La radio française Rfi a informé la semaine dernière que le Kenya vient de faire échec à une forte contrebande de sucre sur son territoire en saisissant des milliers de tonnes de sucre entrées illégalement dans le pays. Le pire, précise la radio, est que 60% des marchandises saisies étaient totalement impropres à la consommation parce que contenant des taux élevés de métaux lourds, et pour certains autres sacs, ayant un taux d’humidité anormalement élevé.
L’inquiétude des autorités et de la population kenyanes est à son comble, parce que cette marchandise de mauvaise qualité aurait pénétré tous les coins du pays. Plus de 72 personnes ont été même arrêtées dans le cadre de l’enquête ouverte pour mettre fin à ce trafic. Le Kenya est pourtant un grand producteur de sucre dans la région de l’Afrique de l’Est, mais les importations frauduleuses continuent de fragiliser son économie, et comme on le voit dans le cas d’espèce, la santé des populations.
Les informations recueillies au cours de l’enquête ouverte par les autorités kenyanes ont démontré que plusieurs entreprises non agréées continuent d’importer du sucre de manière frauduleuse, et souvent de qualité inférieure, sans doute dans l’intention de le brader et de fragiliser la production locale.
Cette affaire est pour les Sénégalais une belle alerte à ne pas négliger. L’affaire présente en effet beaucoup de similarités avec ce qui se passe dans ce pays. On sait en effet que la Compagnie sucrière sénégalaise a quasiment atteint l’autosuffisance et est en mesure de fournir toute la consommation du pays sans rupture de stock. La compagnie de Jean-Claude Mimran est en train de faire des investissements dans le cadre de son programme Kt 200, qui vise à atteindre les 200 mille tonnes de sucre, en anticipant les besoins du pays dans les années à venir.
Ce programme mené en pleine connaissance des autorités, malgré de nombreuses embûches dues notamment au manque de disponibilité des terres, est menacé par la contrebande. Plusieurs fois, les employés de la Css ont attiré l’attention des autorités et de l’opinion sur les risques que faisaient courir à leur compagnie les importations massives de sucre malgré l’interdiction formelle au plus haut niveau de l’Etat de la délivrance des Dipa. Il y a eu notamment le cas de deux bateaux transportant chacun des cargaisons, respectivement de 12 mille tonnes, et commandées par un industriel dont les besoins pour son usine ne dépassent pas 1 500 tonnes par an.

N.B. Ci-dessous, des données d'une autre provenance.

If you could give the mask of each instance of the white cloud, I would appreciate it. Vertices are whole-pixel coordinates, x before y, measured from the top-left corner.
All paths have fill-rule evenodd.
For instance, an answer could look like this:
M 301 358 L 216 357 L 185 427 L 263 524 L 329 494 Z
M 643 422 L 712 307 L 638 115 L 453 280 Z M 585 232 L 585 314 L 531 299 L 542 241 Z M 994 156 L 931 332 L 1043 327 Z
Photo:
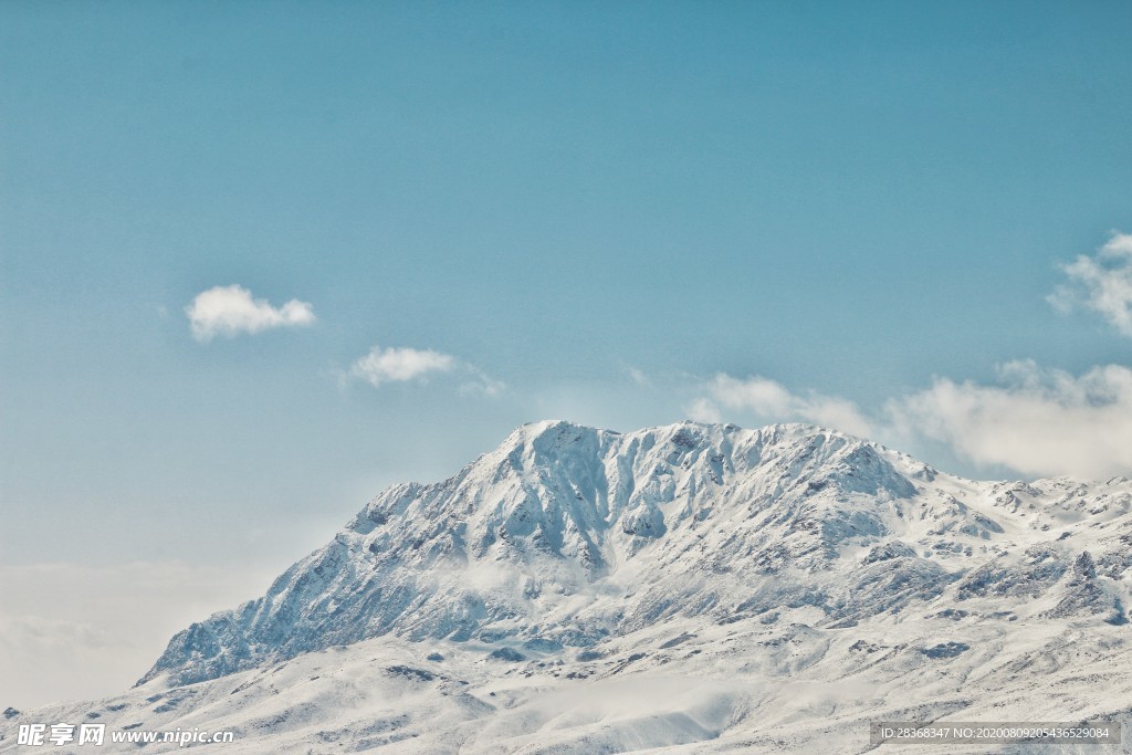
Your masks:
M 935 378 L 874 411 L 757 376 L 717 375 L 701 392 L 685 412 L 703 422 L 747 412 L 758 422 L 812 422 L 909 451 L 942 443 L 976 467 L 1031 477 L 1132 473 L 1132 369 L 1118 364 L 1074 376 L 1030 360 L 1007 362 L 994 385 Z
M 451 354 L 431 349 L 374 346 L 369 353 L 340 374 L 340 385 L 345 387 L 351 379 L 362 380 L 375 388 L 386 383 L 408 383 L 409 380 L 426 380 L 432 375 L 451 374 L 462 381 L 458 386 L 461 395 L 498 396 L 506 384 L 496 380 L 487 372 L 469 364 Z
M 1026 474 L 1107 478 L 1132 471 L 1132 370 L 1095 367 L 1080 377 L 1018 361 L 1002 385 L 937 378 L 931 388 L 890 402 L 902 437 L 949 444 L 979 465 Z
M 292 299 L 282 307 L 273 307 L 264 299 L 252 299 L 251 292 L 240 285 L 218 285 L 198 293 L 185 314 L 192 337 L 201 343 L 217 335 L 231 338 L 241 333 L 315 321 L 315 311 L 306 301 Z
M 1049 303 L 1062 312 L 1078 306 L 1091 309 L 1132 337 L 1132 234 L 1113 233 L 1095 256 L 1081 255 L 1062 272 L 1069 283 L 1057 286 Z
M 350 375 L 376 388 L 383 383 L 423 378 L 429 372 L 448 372 L 454 367 L 456 359 L 438 351 L 374 346 L 350 367 Z
M 688 415 L 688 419 L 696 422 L 718 424 L 723 421 L 723 415 L 720 414 L 719 406 L 712 403 L 710 398 L 702 396 L 685 406 L 684 412 Z
M 857 404 L 846 398 L 815 391 L 795 394 L 780 383 L 760 376 L 740 380 L 719 374 L 705 388 L 711 397 L 700 397 L 688 407 L 689 414 L 705 421 L 719 421 L 721 404 L 731 410 L 749 411 L 763 421 L 803 421 L 859 436 L 873 434 L 873 423 Z

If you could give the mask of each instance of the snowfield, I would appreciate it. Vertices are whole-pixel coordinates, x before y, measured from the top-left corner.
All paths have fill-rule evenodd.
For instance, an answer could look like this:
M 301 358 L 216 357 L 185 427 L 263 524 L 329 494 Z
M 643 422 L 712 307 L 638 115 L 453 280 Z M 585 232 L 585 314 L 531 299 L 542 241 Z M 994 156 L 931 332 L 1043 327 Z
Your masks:
M 863 753 L 881 720 L 1132 743 L 1130 511 L 1124 478 L 976 482 L 809 426 L 524 426 L 383 492 L 134 689 L 6 714 L 0 753 L 139 749 L 16 744 L 61 721 L 231 753 Z

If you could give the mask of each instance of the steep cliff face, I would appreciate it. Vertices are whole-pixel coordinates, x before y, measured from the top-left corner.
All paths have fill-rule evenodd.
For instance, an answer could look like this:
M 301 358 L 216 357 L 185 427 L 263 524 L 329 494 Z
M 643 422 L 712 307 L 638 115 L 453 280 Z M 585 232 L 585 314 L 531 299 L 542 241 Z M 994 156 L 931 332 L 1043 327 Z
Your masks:
M 912 607 L 1121 623 L 1130 507 L 1126 480 L 971 482 L 808 426 L 541 422 L 444 482 L 389 488 L 266 595 L 175 635 L 142 683 L 389 634 L 573 657 L 803 608 L 814 630 Z

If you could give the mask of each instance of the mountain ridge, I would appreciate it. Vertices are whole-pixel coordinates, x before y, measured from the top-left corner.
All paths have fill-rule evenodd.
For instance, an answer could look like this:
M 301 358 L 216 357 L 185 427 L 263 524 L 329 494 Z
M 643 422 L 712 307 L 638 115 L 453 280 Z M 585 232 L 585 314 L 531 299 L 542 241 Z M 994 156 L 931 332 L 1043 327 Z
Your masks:
M 447 480 L 386 489 L 263 598 L 175 635 L 139 684 L 203 681 L 389 633 L 487 640 L 525 658 L 677 614 L 736 621 L 809 606 L 818 625 L 849 626 L 953 583 L 981 595 L 988 575 L 1061 580 L 1078 554 L 1053 548 L 1046 570 L 967 563 L 1004 524 L 1019 526 L 981 500 L 996 484 L 1017 513 L 1041 481 L 963 480 L 806 424 L 530 423 Z M 847 549 L 867 552 L 842 564 Z M 824 578 L 834 565 L 847 574 Z M 1108 601 L 1124 617 L 1123 593 L 1082 578 L 1091 598 L 1079 609 Z

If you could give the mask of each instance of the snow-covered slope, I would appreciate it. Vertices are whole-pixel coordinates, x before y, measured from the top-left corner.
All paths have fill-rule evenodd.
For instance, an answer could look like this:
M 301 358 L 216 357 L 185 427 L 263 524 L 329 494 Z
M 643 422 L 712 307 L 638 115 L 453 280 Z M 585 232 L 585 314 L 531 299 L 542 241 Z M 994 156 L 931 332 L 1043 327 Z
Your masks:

C’est dire que le Sénégal n’est pas à l’abri du genre de scandale sanitaire qui affecte le Kenya, un pays dont l’économie présente beaucoup de similarités à la nôtre. La vigilance de la population doit être de mise, et surtout beaucoup de patriotisme de la part de ceux qui doivent veiller à la sécurité sanitaire des aliments que consomment les Sénégalais. Au-delà du besoin de protéger un fleuron de l’économie nationale.